The molar heat of fusion for water is $6.01kJ{\text{ }}mo{l^{ - 1}}$. How much energy is released when $36.8g$ of water freezes at its freezing point?

Answer 1

Hint: As we know that the heat of fusion changes enthalpy take place when one mole of solid is converted into liquid at its melting point. It tells us about how much heat is removed to freeze one mole of any substance at its freezing point.

Complete step-by-step answer:
As we are given that the heat of fusion of water is $6.01kJ{\text{ }}mo{l^{ - 1}}$ and we are also given the condition that energy is released when water freezes. We know that enthalpy of fusion is basically the change in the state of a matter like a solid is converted to its liquid form or a liquid is converted into vapour form.

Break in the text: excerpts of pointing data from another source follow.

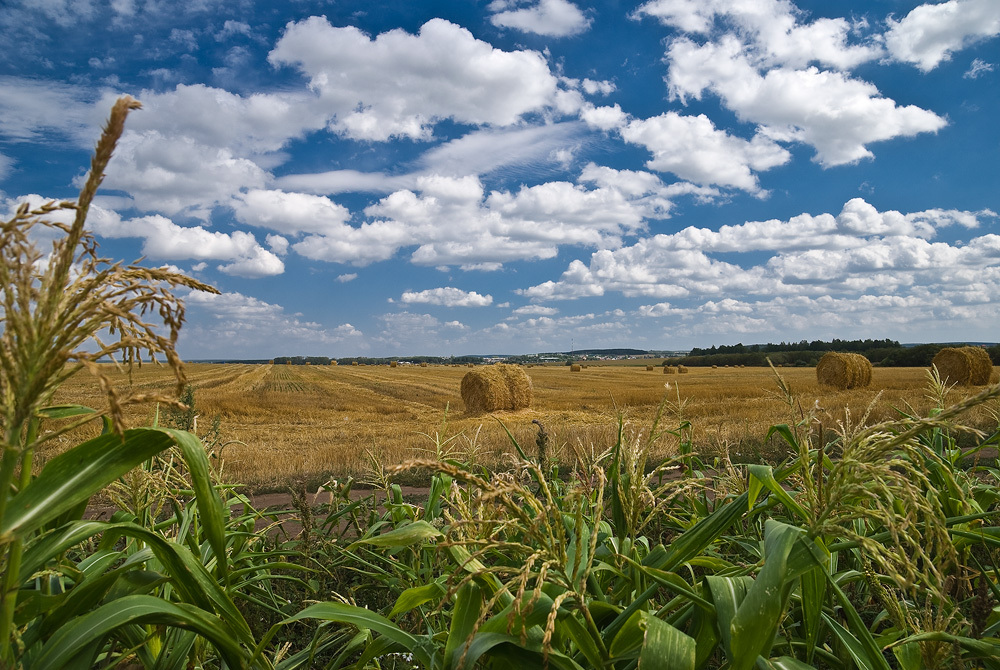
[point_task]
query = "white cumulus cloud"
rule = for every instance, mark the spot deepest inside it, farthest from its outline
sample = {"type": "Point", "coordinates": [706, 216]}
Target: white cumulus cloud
{"type": "Point", "coordinates": [448, 297]}
{"type": "Point", "coordinates": [443, 72]}
{"type": "Point", "coordinates": [930, 33]}
{"type": "Point", "coordinates": [555, 18]}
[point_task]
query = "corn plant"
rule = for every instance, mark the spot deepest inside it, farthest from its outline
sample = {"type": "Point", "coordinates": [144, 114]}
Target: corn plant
{"type": "Point", "coordinates": [60, 605]}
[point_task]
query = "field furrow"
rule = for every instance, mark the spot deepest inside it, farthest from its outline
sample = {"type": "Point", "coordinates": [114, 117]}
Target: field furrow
{"type": "Point", "coordinates": [310, 422]}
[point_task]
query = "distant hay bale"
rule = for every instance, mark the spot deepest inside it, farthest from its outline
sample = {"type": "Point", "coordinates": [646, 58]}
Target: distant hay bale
{"type": "Point", "coordinates": [968, 366]}
{"type": "Point", "coordinates": [844, 371]}
{"type": "Point", "coordinates": [492, 388]}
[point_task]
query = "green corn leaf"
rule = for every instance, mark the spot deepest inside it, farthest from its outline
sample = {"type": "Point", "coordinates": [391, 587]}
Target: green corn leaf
{"type": "Point", "coordinates": [986, 649]}
{"type": "Point", "coordinates": [782, 663]}
{"type": "Point", "coordinates": [727, 594]}
{"type": "Point", "coordinates": [685, 547]}
{"type": "Point", "coordinates": [583, 640]}
{"type": "Point", "coordinates": [416, 596]}
{"type": "Point", "coordinates": [64, 411]}
{"type": "Point", "coordinates": [209, 503]}
{"type": "Point", "coordinates": [629, 638]}
{"type": "Point", "coordinates": [665, 648]}
{"type": "Point", "coordinates": [756, 622]}
{"type": "Point", "coordinates": [359, 617]}
{"type": "Point", "coordinates": [813, 591]}
{"type": "Point", "coordinates": [509, 649]}
{"type": "Point", "coordinates": [763, 475]}
{"type": "Point", "coordinates": [72, 638]}
{"type": "Point", "coordinates": [187, 574]}
{"type": "Point", "coordinates": [76, 475]}
{"type": "Point", "coordinates": [404, 536]}
{"type": "Point", "coordinates": [854, 647]}
{"type": "Point", "coordinates": [468, 606]}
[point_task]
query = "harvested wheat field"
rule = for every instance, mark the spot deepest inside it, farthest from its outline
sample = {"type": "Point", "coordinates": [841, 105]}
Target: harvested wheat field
{"type": "Point", "coordinates": [288, 423]}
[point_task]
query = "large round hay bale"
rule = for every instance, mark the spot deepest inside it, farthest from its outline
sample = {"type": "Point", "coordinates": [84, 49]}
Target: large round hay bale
{"type": "Point", "coordinates": [492, 388]}
{"type": "Point", "coordinates": [844, 371]}
{"type": "Point", "coordinates": [968, 366]}
{"type": "Point", "coordinates": [982, 366]}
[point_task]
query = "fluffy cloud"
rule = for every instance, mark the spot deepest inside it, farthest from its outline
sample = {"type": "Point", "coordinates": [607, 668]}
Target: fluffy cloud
{"type": "Point", "coordinates": [555, 18]}
{"type": "Point", "coordinates": [858, 251]}
{"type": "Point", "coordinates": [694, 149]}
{"type": "Point", "coordinates": [291, 213]}
{"type": "Point", "coordinates": [31, 109]}
{"type": "Point", "coordinates": [443, 72]}
{"type": "Point", "coordinates": [452, 221]}
{"type": "Point", "coordinates": [832, 112]}
{"type": "Point", "coordinates": [218, 325]}
{"type": "Point", "coordinates": [771, 28]}
{"type": "Point", "coordinates": [448, 297]}
{"type": "Point", "coordinates": [165, 240]}
{"type": "Point", "coordinates": [930, 33]}
{"type": "Point", "coordinates": [784, 74]}
{"type": "Point", "coordinates": [178, 175]}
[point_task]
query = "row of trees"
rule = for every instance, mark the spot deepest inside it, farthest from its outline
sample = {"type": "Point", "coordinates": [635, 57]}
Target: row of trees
{"type": "Point", "coordinates": [883, 353]}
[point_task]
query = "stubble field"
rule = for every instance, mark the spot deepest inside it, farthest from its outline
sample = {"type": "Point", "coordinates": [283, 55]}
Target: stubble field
{"type": "Point", "coordinates": [286, 424]}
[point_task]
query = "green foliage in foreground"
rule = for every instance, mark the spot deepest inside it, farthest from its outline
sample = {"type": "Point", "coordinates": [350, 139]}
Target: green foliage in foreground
{"type": "Point", "coordinates": [874, 551]}
{"type": "Point", "coordinates": [878, 549]}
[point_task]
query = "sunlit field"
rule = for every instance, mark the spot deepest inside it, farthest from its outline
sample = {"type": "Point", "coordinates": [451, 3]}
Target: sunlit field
{"type": "Point", "coordinates": [288, 423]}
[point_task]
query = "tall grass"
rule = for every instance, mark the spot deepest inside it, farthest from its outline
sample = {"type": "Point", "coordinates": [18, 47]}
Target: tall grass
{"type": "Point", "coordinates": [872, 544]}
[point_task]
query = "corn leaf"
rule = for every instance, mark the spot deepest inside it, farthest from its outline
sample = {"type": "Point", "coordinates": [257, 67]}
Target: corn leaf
{"type": "Point", "coordinates": [415, 597]}
{"type": "Point", "coordinates": [72, 638]}
{"type": "Point", "coordinates": [665, 647]}
{"type": "Point", "coordinates": [468, 605]}
{"type": "Point", "coordinates": [756, 622]}
{"type": "Point", "coordinates": [359, 617]}
{"type": "Point", "coordinates": [77, 474]}
{"type": "Point", "coordinates": [404, 536]}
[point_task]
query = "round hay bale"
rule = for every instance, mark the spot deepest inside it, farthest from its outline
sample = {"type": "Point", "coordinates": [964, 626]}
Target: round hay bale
{"type": "Point", "coordinates": [497, 387]}
{"type": "Point", "coordinates": [982, 366]}
{"type": "Point", "coordinates": [844, 371]}
{"type": "Point", "coordinates": [968, 366]}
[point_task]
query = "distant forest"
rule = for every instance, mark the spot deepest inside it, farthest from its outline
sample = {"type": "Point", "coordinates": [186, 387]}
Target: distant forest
{"type": "Point", "coordinates": [884, 353]}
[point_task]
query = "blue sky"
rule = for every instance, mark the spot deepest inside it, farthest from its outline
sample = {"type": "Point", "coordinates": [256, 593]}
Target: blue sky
{"type": "Point", "coordinates": [518, 176]}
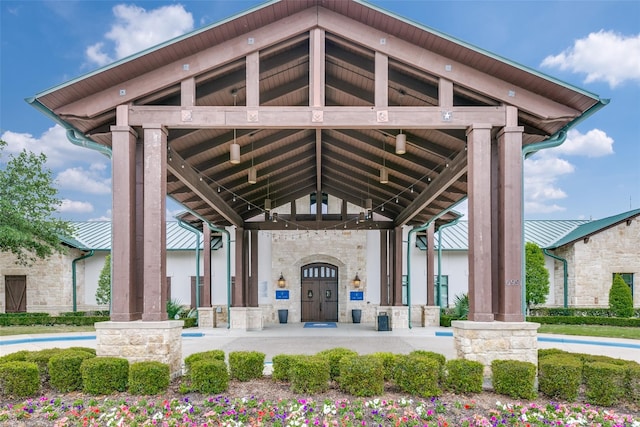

So, the heat of fusion released while freezing would be given as:
$\Delta {H_{fusion}} = - 6.01kJ{\text{ }}mo{l^{ - 1}}$
Now, we are given that $36.8g$ of water freezes and we also know that molecular mass of water is $18g$. So we will calculate the number of moles using these two quantities and we will get:
$moles = \dfrac{{mass}}{{molecular{\text{ }}mass}}$
$moles = \dfrac{{36.8}}{{18}} = 2.043mol$

Now we know that the heat is related to the molar heat of fusion by the below given relation:
$q = n\Delta H$
Where, $n$ is the number of moles of the given substance, $q$ is the amount of heat energy released or absorbed and $\Delta H$ is the heat or enthalpy of fusion.
After putting all the given and calculated values in the above formula we will get:
$q = 2.043 \times ( - 6.01)$
$q = - 12.3kJ$

Therefore, from the above explanation we can say the correct answer is $ - 12.3kJ$ of energy is released.

Note: Always remember that the negative sign symbolises the heat energy released in the course of a reaction and if there is positive sign before the amount of energy then it symbolises the energy absorbed during the reaction.